Today started out as the most trying day ever at Staples. I had three blatantly rude and incredibly aggressive customers in a row. I tried to hide from them; they hounded me; they complained to managers; the managers sympathized with me. One note to those people out there who feel that shouting abuse at a minimum wage salesperson with no commission will get you faster/better service: you may want to re-examine your reasoning. Luckily, all the ugliness ended by about one. Today is the first day when many West Vancouver private schools are open, so it was a never ending parade of ties and pleated skirts this afternoon. It was a spectacle that I observed in a purely journalistic context, as your faithful blogging correspondent.
This morning, I also discovered that GMail had cruelly concealed an absolutely vital message at the bottom of a neglected ‘conversation.’ My increasingly desperate plea to know what kind of financial documentation Wadham College wanted was answered on Friday. Today, I duly sent them promises of C$87,600 and a healthy kidney – if required. Anyone who has spoken with me lately will know how much anxiety the outstanding issue of my application status had been causing. Not being able to compile and send the message until I got home at eight was very trying, even though I know they won’t be up and reading emails over there until at least midnight tonight.

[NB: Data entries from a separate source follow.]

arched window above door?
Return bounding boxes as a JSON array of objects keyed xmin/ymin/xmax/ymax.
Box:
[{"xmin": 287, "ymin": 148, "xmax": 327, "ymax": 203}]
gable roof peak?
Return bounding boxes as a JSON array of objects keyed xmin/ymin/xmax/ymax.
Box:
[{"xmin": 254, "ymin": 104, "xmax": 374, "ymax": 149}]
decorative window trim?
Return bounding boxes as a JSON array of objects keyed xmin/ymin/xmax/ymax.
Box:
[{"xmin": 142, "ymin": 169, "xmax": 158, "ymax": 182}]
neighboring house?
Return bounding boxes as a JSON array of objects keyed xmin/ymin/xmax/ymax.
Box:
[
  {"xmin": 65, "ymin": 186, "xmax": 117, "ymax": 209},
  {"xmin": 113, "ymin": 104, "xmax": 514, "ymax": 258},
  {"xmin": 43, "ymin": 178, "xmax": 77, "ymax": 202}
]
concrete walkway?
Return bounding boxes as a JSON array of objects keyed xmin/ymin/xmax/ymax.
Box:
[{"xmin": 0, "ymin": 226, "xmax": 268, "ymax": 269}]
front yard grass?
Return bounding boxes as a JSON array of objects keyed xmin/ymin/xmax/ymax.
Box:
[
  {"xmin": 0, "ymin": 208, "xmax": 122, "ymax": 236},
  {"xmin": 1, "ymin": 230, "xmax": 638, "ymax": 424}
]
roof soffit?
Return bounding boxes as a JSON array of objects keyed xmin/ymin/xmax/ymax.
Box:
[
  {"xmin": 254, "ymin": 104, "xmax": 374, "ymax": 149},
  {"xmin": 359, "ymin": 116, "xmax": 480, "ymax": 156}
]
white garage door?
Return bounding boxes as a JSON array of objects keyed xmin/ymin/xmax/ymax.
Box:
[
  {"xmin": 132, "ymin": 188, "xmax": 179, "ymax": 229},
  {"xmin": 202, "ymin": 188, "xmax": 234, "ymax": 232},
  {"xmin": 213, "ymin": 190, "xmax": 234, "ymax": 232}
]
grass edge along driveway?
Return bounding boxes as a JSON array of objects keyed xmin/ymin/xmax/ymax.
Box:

The next two pieces of excitement relate to my walk home. Firstly, I walked while speaking with Viktoria – who I’ve been without the conversation of for far too long. Since last we spoke, she has left her old job as a provincial bureaucrat and taken up a new one organizing conferences and things for U of T. Amusingly, Tristan will almost certainly end up going to several of the events she coordinates. Since I spoke with her last, her mother also got married – during the Labour Day weekend. While I’ve never actually met anyone from her family, it was good to hear her happy and excited about the whole matter.
Also during that walk, I noticed that the Capilano Road Staples had a Canon A510 going for $229, due to an old sign still being up. Hearing Tristan praise the device yesterday as the best camera he has owned (and this is a Nikon user talking, mind you) definitely sealed the deal in my mind. Since I was resigned to buying one anyway, getting one for $50 less than I expected was an obvious choice. It is equipped with a 512MB card now, and I will purchase a case for the thing when I see an appropriate one. It’s nothing beside Nick Sayeg‘s uber-fancy new Digital Rebel, but it will allow me to photoblog from Oxford. I am planning to put up a photo or so per day for the first while I am there, to introduce whoever cares to see to the city, even as I am discovering it for myself. A very fine piece of equipment: my EOS Elan 7N will definitely also be coming along, for those film-photography type moments.
During my lunch break today, I made the move official: I shifted my subscription to The Economist to: care of Wadham College, Oxford. Sarah Pemberton tells me that such messages will find their way to a graduate student pigeon hole for me.
PS. No word in a long while for Kate or Linnea. I suppose they are very busy or sans internet right now.